Hematopoietic CD34+ progenitor cells were isolated and cultured as described[24]. Briefly, Hematopoietic CD34+ progenitor cells were isolated with MACS (Miltenyi Biotec, Bergisch Gladbach, Germany) from BM aspirates or Cord Blood after Ficoll PaquePLUS (GE Healthcare, Chalfont St. Giles, UK) separation yielding a CD34+ cell purity after MACS separation of 85–95%. Cells were cultured in IMDM with 10% FCS/penicillin (200 µg/ml)/streptomycin/4 mM L-glutamine/50 µM β-mercaptoethanol. Cells were seeded at a concentration of 0.1–0.3×106 cells/ml and were supplemented with SCF, Flt-3, GM-CSF, G-CSF and IL-3 at the start of the culture. From day 7 onwards cells were supplemented only with G-CSF. Every 3 days fresh medium was added and cells were resuspended at a concentration of 0.5×106 cells/ml.

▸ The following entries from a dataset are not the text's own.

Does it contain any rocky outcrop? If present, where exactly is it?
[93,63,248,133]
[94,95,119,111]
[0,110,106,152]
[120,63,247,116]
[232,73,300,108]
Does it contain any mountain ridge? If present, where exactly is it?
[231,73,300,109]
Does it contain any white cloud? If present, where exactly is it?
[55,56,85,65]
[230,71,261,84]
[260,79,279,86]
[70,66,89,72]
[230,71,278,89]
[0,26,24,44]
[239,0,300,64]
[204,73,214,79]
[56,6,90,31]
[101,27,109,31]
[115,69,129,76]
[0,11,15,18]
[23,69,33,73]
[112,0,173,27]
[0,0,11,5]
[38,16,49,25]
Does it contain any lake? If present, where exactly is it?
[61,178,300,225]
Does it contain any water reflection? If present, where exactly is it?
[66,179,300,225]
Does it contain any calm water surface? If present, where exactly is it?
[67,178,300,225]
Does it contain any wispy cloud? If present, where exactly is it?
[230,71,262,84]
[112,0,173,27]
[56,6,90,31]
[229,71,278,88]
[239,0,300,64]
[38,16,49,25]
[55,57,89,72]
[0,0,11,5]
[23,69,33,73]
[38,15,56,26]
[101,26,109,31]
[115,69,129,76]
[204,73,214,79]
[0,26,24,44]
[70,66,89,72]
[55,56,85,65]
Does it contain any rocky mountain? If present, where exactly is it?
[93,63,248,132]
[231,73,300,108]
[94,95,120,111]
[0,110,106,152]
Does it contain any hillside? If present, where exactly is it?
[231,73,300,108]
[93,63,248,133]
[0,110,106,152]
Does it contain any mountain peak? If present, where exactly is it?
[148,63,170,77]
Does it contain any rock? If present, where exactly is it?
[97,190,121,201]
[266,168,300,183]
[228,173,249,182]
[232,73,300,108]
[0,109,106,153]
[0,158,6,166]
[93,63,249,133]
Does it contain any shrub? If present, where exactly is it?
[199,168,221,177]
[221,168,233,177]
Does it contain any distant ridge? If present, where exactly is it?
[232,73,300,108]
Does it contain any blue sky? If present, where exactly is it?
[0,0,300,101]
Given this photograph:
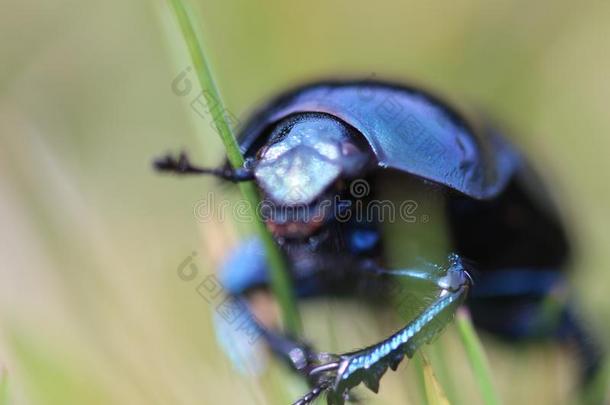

At several time points cell counts were determined and cytospins were made for morphological analysis. After 17 days of culture, cells were analyzed for CD11b expression by FACS with FITC-conjugated CD11b (Sanquin Reagents, Amsterdam, The Netherlands).

Functional tests

NADPH-oxidase activity was assessed as hydrogen peroxide release determined by an Amplex Red kit (Molecular Probes Breda, The Netherlands). Cells (0.25×106/mL) were stimulated with zymosan (1 mg/mL) or serum-treated zymosan (STZ; 1 mg/mL) or PMA (100 ng/mL), in the presence of Amplex Red (0.5 µM) and horseradish peroxidase (1 U/mL). Fluorescence was measured at 30-sec intervals for 30 min with the HTS7000+ plate reader. Maximal slope of H2O2 release was assessed over a 2-min interval, as described previously[4].

Intracellular calcium measurements were performed upon Fluo-3 loading (Molecular Probes, Breda, The Netherlands) for 30 minutes at 37°C and tested for intracellular calcium mobilization at a cell concentration of 2−4×106 cells/ml, according to the protocol described previously for neutrophils[4].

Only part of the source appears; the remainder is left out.